Christian Science Founded by a Woman (Analogy by Edward Kimball)

Christian Science Founded by a Woman (Analogy by Edward Kimball)

Christian Science Founded by a Woman (analogy by Edward Kimball)

“No evil suggestion has sought more industriously or senselessly to restrain the inquirer than the one that Christian Science has been introduced to the world by a woman, and for that reason does not deserve acceptance at the hand of an intelligent people. Please pardon me, dear reader, if with unconventional familiarity I ask you to imagine yourself in an old-fashioned fire-and-brimstone hell. We will assume that you have been in it a long time and have endured the interminable fire of its wretchedness, and have had enough of it. Now let us suppose that it is made known to you that there is a rope hanging over the brink of hell, and that if you can find the rope it will, in some way, pull you out; what would you do? Why you would spend days and nights looking for that rope. No invitation to remain longer to enjoy the pleasures of hell would turn you from your imperative purpose. In the course of time, it would occur to you that you were not bestowing any favor or advantage on the rope by looking for it. You would dismiss the thought that because of your social position or the unusual importance of your personality, the rope ought to look you up and insist on your allowing it to bestow some great service upon you. In the course of a proper search for the rope, humility, reverence, simplicity, and purity of motive would mark the progress of your pilgrimage like milestones, and your heart’s deep petition would be that you might see the way and walk therein.

Now let us suppose that you have found the rope, and that as you approach it you see a large concourse of people, all of them in the throes of more or less damnation and all in supreme need of deliverance. Among those people there is much discussion and debate. You wait long enough to observe that many persons are clinging to the rope and are being reclaimed and lifted out of the pit. Finally some one comes to you, at the moment when hope should be high and your pitiful appeal be nigh unto its answer, and tells you that he has decided not to try the rope because its color or texture is not according to his judgment and fancy, and because it has been suspended over hell’s awful abyss by a woman! What would you do? Would you, for such a reason, turn back and cast yourself again into the havoc which is so utterly without promise of its extinction that people have for ages called it eternal? Again let us assume that you are stirred by the thought that perchance the rope is well enough, perse, and it would be entitled to your respect and devotion if it had been introducted into the scene of human turmoil by a man, or by some one of our great men. What is to be said concerning this?

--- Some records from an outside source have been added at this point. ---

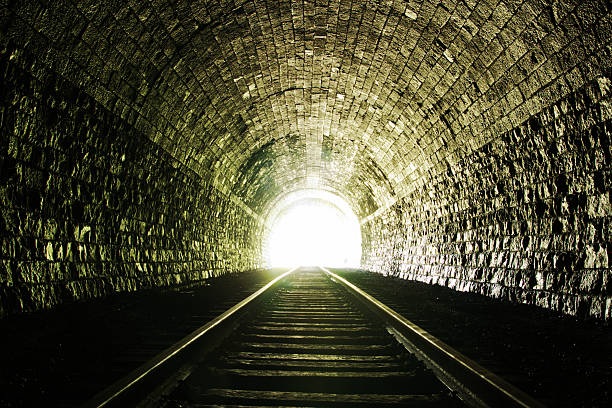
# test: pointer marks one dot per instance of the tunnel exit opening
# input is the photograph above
(314, 231)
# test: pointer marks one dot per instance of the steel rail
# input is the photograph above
(460, 368)
(119, 389)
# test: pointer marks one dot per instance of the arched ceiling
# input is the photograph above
(356, 97)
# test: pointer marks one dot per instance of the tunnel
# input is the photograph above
(144, 143)
(152, 144)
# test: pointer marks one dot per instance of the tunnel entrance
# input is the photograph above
(313, 230)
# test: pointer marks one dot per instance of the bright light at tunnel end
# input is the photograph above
(314, 232)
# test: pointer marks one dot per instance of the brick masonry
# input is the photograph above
(526, 217)
(451, 127)
(91, 207)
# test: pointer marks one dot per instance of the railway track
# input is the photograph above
(311, 339)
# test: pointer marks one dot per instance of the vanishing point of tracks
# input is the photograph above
(311, 339)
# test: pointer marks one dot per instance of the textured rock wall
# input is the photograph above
(526, 217)
(89, 206)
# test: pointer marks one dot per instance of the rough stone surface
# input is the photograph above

The rope and its undeniable achievements constitute a fixed, determined, accomplished fact. Since the day when Christ Jesus prophesied that “ye shall know the truth, and the truth shall make you free,” there have been billions of men on earth, all intent on getting out of trouble. Not one of them ever found the rope,—the scientific rule of practice whereby evil is exterminated. It is, perhaps, no wonder that you repine because no great man has done this thing, but is there any rationality in the demurrer against the great woman who verily hath accomplished the fact?

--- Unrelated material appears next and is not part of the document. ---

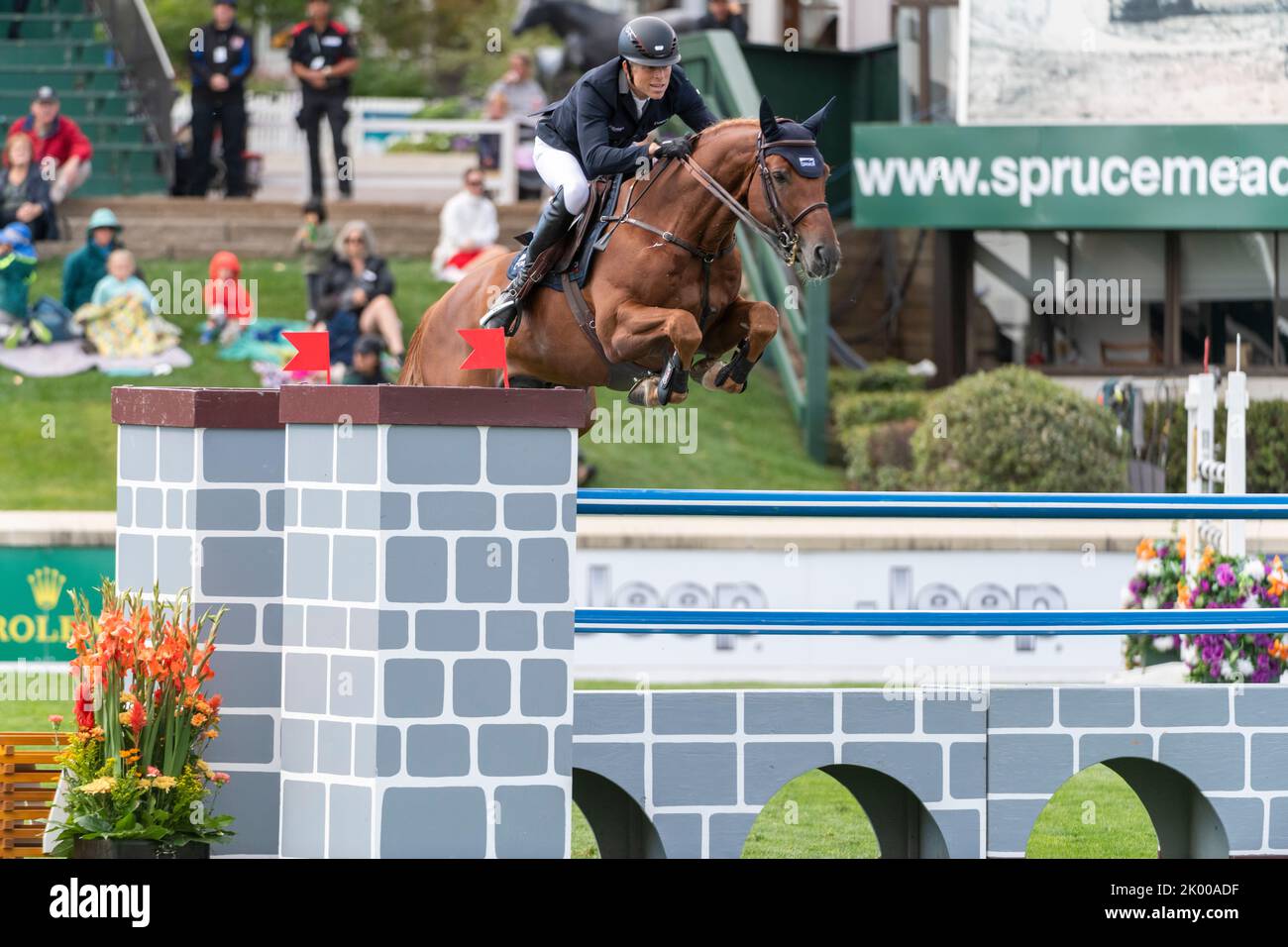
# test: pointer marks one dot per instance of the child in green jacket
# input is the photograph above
(17, 273)
(85, 266)
(313, 240)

You are not asked to worship the rope. You are not asked to worship the woman, indeed there is no place for an apotheosis in Christian Science practice. You are simply to learn that the Mind “which was also in Christ Jesus” is the Master of every conceivable evil and hath abolished “the law of sin and death” in accordance with the will and law of our supreme God. Some day it may be yours to understand this great transaction and to discern the superb fitness of all its parts, and when you do so understand you will be satisfied, and you will be glad that it came through a woman. Moreover, you will learn, some day, that the woman who discovered the rope and uncoiled it in the sight of the world and over the brink of human misfortune, has been obliged ceaselessly to continue her watch, whereby to keep it there. You will also learn that while doing this she has been subjected to every conceivable assault of evil, and yet has endured, and labored, and won for humanity; and when you know all about the unspeakable travail of this ministry, you will wonder if you have ever heard of a man, since the day of primitive Christianity, who was equal to such a task.”

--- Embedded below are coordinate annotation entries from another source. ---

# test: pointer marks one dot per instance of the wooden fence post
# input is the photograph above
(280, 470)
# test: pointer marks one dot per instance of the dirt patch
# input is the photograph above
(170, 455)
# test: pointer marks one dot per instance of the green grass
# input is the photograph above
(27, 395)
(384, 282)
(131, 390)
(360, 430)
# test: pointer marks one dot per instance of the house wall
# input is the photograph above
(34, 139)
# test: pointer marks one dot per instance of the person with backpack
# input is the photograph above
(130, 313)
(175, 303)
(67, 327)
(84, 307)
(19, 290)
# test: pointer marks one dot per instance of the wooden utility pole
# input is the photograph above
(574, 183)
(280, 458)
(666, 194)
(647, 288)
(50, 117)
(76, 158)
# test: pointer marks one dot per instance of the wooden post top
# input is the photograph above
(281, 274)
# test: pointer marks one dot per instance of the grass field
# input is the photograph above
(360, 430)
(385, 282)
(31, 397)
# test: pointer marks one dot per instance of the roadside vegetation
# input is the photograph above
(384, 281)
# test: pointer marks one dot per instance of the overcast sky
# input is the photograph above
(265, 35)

by Edward A. Kimball (as seen here)

The Flame Shall Not Hurt Thee (oil pastel) by Polly Castor

The Flame Shall Not Hurt Thee (oil pastel) by Polly Castor

 

I work to amplify good wherever I find it. I love color, texture, beauty, great ideas, nature, metaphor, deliciousness, genuine spirituality, and exploring new territory. I encourage authenticity, nurture creativity, champion sustainability, promote peace, and hope to foster a new renaissance where we all are free to be our most fulfilled, multifaceted, and terrific selves. Read more here.

3 Comments

  1. John gregory 4 years ago

    New thought. I love unity…bases on roughly the same experiences….

  2. Dilys 4 years ago

    Wow Polly! Stirring stuff! Thanks for sharing and we are so grateful to Mary Baker Eddy for all she did for humanity and for all she accomplished and put in place to enable our spiritual growth. X

  3. Kate Gibson Oswald 4 years ago

    An inspired idea to share with us this at this time. Thank you Polly for being such a loving listener. Edward Kimball’s article in The Journal in 1905 is powerfully relevant today.